Sebelum konstitusi diubah, kata Bamsoet, MPR dapat menerbitkan ketetapan yang bersifat pengaturan untuk melengkapi kekosongan konstitusi. Namun, setelah amendemen UUD 1945, masalah-masalah demikian belum ada jalan keluar konstitusionalnya.
Sementara, merujuk ketentuan Pasal 1 ayat (2) UUD 1945, sebagai representasi dari prinsip daulat rakyat, MPR dapat diatribusikan dengan kewenangan subyektif superlatif dan kewajiban hukum untuk mengambil keputusan atau penetapan-penetapan yang bersifat pengaturan.
Kewenangan ini guna mengatasi dampak dari suatu keadaan fiskal maupun politik yang tidak dapat diantisipasi dan tidak bisa dikendalikan secara wajar.
“Hal itu memerlukan perhatian yang sungguh-sungguh dari kita semua sebagai warga bangsa,” tuturnya.
Dalam kesempatan yang sama, Bamsoet juga menyuarakan tentang pembahasan Pokok-pokok Haluan Negara (PPHN). Menurutnya, PPHN patut dipertimbangkan sebagai produk hukum yang dapat mencegah sekaligus menjadi solusi untuk mengatasi persoalan negara.

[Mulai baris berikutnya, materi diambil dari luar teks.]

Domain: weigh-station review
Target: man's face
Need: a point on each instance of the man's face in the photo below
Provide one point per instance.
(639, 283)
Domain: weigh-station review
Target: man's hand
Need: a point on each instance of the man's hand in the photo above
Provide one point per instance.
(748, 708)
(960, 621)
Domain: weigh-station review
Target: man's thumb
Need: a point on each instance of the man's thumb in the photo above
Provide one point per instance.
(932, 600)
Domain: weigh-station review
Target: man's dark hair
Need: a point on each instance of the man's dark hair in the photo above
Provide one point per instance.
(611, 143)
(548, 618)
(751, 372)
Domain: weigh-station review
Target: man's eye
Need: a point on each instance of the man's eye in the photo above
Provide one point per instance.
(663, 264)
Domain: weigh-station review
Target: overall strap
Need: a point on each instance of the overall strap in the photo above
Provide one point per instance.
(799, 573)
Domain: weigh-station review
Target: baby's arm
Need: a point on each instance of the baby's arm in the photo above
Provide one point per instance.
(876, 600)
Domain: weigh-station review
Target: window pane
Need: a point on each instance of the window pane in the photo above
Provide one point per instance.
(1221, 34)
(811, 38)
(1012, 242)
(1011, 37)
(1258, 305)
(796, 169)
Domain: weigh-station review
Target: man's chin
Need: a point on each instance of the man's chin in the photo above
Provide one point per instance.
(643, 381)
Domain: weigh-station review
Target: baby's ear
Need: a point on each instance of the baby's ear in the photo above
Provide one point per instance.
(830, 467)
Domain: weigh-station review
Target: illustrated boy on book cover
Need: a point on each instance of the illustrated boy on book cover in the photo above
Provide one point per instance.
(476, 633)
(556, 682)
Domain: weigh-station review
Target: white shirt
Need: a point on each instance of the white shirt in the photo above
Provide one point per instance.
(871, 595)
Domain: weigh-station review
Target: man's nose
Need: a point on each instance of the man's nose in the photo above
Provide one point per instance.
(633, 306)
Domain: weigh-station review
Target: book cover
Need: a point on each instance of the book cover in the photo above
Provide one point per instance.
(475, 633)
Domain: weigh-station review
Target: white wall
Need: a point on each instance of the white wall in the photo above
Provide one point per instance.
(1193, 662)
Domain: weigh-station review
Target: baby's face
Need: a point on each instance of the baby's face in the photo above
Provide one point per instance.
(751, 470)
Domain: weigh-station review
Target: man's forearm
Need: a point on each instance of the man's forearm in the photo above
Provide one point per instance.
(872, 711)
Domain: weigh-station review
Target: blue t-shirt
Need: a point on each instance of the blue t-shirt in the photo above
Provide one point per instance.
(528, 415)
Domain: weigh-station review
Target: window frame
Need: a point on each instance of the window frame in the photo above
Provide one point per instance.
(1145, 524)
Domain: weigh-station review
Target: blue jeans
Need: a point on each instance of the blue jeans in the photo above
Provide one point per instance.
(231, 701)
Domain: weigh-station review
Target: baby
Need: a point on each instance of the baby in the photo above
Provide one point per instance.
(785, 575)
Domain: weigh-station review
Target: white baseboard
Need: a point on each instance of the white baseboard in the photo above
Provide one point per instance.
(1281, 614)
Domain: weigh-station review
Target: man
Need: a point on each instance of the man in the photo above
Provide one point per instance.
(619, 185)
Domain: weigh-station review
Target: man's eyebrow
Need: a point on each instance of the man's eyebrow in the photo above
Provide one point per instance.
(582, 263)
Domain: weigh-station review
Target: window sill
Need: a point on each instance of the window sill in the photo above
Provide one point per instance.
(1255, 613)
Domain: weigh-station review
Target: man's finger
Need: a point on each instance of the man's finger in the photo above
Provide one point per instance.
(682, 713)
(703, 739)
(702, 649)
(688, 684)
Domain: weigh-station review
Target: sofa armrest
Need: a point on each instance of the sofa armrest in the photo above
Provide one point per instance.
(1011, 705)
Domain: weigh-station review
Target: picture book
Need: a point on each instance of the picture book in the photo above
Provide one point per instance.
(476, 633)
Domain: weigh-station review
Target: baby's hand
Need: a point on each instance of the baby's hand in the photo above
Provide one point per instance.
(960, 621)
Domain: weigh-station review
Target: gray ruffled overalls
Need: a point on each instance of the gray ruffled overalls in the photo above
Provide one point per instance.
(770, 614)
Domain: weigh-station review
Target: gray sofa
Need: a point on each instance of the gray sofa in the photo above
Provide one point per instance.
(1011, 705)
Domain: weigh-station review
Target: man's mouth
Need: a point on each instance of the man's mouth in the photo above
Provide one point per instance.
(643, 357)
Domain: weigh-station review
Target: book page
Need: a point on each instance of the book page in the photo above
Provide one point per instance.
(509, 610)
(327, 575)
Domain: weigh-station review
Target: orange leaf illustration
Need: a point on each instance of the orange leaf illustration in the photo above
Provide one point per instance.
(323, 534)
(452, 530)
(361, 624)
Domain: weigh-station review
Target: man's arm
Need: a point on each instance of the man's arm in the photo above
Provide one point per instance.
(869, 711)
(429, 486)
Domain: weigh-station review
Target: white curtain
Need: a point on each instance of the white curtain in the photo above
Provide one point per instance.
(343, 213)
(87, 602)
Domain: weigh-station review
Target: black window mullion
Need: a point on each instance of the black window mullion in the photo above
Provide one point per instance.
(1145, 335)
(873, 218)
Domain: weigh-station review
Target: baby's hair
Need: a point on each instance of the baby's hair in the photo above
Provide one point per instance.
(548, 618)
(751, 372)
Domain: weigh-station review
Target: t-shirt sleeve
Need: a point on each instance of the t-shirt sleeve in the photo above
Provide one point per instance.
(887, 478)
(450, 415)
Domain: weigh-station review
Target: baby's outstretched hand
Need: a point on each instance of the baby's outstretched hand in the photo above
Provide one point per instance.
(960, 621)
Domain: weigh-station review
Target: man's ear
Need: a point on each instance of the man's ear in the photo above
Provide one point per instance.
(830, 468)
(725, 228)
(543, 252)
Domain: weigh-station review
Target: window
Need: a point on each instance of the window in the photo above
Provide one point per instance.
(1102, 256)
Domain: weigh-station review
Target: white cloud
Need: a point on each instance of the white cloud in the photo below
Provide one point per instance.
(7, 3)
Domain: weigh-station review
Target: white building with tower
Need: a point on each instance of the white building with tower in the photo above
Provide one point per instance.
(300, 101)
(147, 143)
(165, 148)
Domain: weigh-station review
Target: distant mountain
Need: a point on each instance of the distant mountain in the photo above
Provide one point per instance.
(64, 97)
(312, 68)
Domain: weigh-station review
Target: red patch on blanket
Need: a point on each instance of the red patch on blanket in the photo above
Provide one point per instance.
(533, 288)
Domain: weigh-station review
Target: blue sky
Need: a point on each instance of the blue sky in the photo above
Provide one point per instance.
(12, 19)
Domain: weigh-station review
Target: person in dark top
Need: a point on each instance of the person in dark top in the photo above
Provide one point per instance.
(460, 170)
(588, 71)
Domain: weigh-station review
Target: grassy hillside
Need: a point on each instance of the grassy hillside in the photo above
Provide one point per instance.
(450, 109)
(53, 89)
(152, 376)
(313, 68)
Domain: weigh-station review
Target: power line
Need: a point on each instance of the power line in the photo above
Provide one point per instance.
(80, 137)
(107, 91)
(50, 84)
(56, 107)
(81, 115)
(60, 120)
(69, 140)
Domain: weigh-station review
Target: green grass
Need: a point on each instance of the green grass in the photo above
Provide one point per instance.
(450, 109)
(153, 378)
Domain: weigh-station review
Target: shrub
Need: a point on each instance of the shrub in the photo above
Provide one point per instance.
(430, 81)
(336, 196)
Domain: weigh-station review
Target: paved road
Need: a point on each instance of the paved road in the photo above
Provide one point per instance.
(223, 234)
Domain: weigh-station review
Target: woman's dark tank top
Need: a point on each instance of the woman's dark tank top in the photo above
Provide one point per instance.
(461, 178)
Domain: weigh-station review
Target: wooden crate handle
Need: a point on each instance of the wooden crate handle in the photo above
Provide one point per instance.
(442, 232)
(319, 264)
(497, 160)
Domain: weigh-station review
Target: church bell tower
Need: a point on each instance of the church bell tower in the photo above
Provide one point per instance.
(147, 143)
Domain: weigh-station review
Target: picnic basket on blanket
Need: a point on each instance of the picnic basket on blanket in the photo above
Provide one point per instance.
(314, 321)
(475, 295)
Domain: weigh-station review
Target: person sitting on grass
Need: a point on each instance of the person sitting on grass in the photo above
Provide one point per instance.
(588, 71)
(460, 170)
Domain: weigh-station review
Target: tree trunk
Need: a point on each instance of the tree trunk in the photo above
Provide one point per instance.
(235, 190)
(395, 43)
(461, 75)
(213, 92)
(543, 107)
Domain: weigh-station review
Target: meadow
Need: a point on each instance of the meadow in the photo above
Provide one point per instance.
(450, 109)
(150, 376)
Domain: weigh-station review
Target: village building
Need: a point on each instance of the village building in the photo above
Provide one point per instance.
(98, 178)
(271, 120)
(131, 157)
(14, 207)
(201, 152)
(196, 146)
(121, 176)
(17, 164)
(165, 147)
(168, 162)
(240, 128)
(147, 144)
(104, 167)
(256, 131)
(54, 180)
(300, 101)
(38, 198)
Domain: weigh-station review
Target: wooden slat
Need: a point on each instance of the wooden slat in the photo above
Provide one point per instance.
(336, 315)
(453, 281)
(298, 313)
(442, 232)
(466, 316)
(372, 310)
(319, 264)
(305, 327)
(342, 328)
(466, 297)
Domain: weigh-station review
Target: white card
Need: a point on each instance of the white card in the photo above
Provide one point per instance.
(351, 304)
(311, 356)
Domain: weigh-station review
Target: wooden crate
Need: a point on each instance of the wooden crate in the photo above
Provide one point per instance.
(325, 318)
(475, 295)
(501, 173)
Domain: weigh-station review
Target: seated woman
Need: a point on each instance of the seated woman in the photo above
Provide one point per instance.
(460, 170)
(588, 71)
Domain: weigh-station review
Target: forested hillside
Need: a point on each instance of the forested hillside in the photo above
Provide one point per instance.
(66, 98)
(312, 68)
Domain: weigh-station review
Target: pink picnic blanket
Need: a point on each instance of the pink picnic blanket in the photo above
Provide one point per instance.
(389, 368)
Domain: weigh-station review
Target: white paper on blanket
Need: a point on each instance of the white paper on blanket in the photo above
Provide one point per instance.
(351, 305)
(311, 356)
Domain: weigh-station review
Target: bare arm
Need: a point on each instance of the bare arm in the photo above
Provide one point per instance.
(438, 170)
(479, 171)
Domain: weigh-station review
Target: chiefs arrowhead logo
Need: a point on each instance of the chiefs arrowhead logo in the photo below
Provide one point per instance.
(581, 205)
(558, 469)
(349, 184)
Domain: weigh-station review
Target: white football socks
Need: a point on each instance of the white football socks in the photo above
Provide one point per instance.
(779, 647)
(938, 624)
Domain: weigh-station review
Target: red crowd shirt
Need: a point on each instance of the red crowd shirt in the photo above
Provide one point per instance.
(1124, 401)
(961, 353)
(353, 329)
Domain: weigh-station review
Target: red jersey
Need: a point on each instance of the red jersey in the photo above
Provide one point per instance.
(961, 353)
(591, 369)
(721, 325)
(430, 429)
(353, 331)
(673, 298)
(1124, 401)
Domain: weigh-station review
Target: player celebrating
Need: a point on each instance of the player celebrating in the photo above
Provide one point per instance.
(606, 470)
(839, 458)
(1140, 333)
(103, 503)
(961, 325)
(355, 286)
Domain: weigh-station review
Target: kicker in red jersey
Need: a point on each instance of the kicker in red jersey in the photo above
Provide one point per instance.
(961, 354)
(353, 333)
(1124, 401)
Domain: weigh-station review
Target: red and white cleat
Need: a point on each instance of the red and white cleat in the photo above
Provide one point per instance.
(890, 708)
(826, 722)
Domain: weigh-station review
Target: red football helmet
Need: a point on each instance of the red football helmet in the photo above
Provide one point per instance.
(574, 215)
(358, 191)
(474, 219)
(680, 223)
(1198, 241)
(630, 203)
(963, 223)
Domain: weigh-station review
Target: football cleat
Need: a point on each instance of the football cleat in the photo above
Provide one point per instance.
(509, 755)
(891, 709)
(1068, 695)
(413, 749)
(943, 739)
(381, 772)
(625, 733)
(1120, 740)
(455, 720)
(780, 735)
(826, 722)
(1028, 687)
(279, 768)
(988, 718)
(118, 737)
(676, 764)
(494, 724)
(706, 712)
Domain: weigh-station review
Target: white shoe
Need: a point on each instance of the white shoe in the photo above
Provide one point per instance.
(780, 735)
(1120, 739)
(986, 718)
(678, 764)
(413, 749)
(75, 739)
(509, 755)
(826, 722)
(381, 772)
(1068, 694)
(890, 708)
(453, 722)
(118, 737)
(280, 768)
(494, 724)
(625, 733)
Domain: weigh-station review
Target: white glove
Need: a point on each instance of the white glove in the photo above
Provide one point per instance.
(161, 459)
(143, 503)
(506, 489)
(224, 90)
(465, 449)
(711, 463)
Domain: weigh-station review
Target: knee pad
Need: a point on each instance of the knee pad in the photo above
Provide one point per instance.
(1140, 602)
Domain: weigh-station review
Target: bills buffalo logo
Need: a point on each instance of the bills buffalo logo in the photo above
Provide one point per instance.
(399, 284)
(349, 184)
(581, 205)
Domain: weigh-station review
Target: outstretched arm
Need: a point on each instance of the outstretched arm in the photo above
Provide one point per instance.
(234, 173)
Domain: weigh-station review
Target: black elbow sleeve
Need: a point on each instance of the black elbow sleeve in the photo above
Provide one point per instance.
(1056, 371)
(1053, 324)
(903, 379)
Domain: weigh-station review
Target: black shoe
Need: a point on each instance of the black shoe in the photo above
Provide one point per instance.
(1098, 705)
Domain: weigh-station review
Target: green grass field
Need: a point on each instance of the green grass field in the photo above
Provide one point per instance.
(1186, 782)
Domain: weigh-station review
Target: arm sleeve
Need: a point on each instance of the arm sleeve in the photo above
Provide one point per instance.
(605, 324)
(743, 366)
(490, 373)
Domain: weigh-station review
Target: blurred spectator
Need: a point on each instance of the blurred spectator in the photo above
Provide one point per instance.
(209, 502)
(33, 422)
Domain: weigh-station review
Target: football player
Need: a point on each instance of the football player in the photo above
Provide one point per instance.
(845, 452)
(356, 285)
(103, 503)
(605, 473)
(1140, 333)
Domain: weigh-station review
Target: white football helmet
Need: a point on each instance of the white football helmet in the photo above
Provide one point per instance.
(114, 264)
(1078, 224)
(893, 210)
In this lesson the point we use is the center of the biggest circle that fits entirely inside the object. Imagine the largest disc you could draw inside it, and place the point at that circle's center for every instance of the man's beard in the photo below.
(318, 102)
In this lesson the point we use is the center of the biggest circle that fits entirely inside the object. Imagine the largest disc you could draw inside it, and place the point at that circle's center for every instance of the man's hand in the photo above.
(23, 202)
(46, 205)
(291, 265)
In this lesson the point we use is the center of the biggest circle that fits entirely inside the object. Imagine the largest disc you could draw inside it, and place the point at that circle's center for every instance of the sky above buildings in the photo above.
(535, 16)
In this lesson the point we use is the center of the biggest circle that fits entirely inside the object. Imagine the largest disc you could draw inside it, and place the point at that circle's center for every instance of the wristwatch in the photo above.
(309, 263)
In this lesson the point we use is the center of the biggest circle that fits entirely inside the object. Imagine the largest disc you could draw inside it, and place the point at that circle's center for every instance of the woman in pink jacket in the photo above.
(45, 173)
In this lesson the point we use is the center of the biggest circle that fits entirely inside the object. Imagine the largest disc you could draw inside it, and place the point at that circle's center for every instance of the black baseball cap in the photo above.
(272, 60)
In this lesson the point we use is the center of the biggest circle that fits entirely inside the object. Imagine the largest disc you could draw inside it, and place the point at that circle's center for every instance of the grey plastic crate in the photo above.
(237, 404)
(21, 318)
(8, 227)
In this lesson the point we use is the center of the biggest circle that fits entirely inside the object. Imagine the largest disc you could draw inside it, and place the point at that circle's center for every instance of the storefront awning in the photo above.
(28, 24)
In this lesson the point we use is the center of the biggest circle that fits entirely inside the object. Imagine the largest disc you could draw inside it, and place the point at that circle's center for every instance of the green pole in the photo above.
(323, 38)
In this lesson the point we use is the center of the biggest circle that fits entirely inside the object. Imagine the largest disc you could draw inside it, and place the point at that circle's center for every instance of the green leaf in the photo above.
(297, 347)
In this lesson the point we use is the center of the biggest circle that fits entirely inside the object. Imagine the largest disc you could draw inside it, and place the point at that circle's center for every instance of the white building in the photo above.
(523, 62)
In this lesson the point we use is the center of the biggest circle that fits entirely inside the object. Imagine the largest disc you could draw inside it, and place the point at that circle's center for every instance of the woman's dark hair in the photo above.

"Indonesia membutuhkan perencanaan jangka panjang yang holistik, konsisten, berkelanjutan, dan berkesinambungan dari suatu periode pemerintahan ke periode pemerintahan berikutnya, antara pusat dan daerah," katanya.
Dalam kesempatan yang sama, Ketua DPD RI La Nyalla Mattalitti dalam pidatonya menyampaikan, pihaknya usul agar MPR kembali jadi lembaga tertinggi dengan alasan demokrasi.
“Mengembalikan MPR sebagai lembaga tertinggi negara sebagai sebuah sistem demokrasi yang berkecukupan, yang menampung semua elemen bangsa, yang menjadi penjelmaan rakyat sebagai pemilik dan pelaksana kedaulatan,” katanya.
“Pemilihan Presiden secara langsung yang kita adopsi begitu saja telah terbukti melahirkan politik kosmetik yang mahal dan merusak kohesi bangsa. Karena batu uji yang kita jalankan dalam mencari pemimpin nasional adalah popularitas yang bisa difabrikasi,” ujarnya.
La Nyalla pun menyatakan pihaknya mendukung MPR untuk memperbaiki sistem kenegaraan Indonesia demi mempercepat terwujudnya cita-cita bangsa.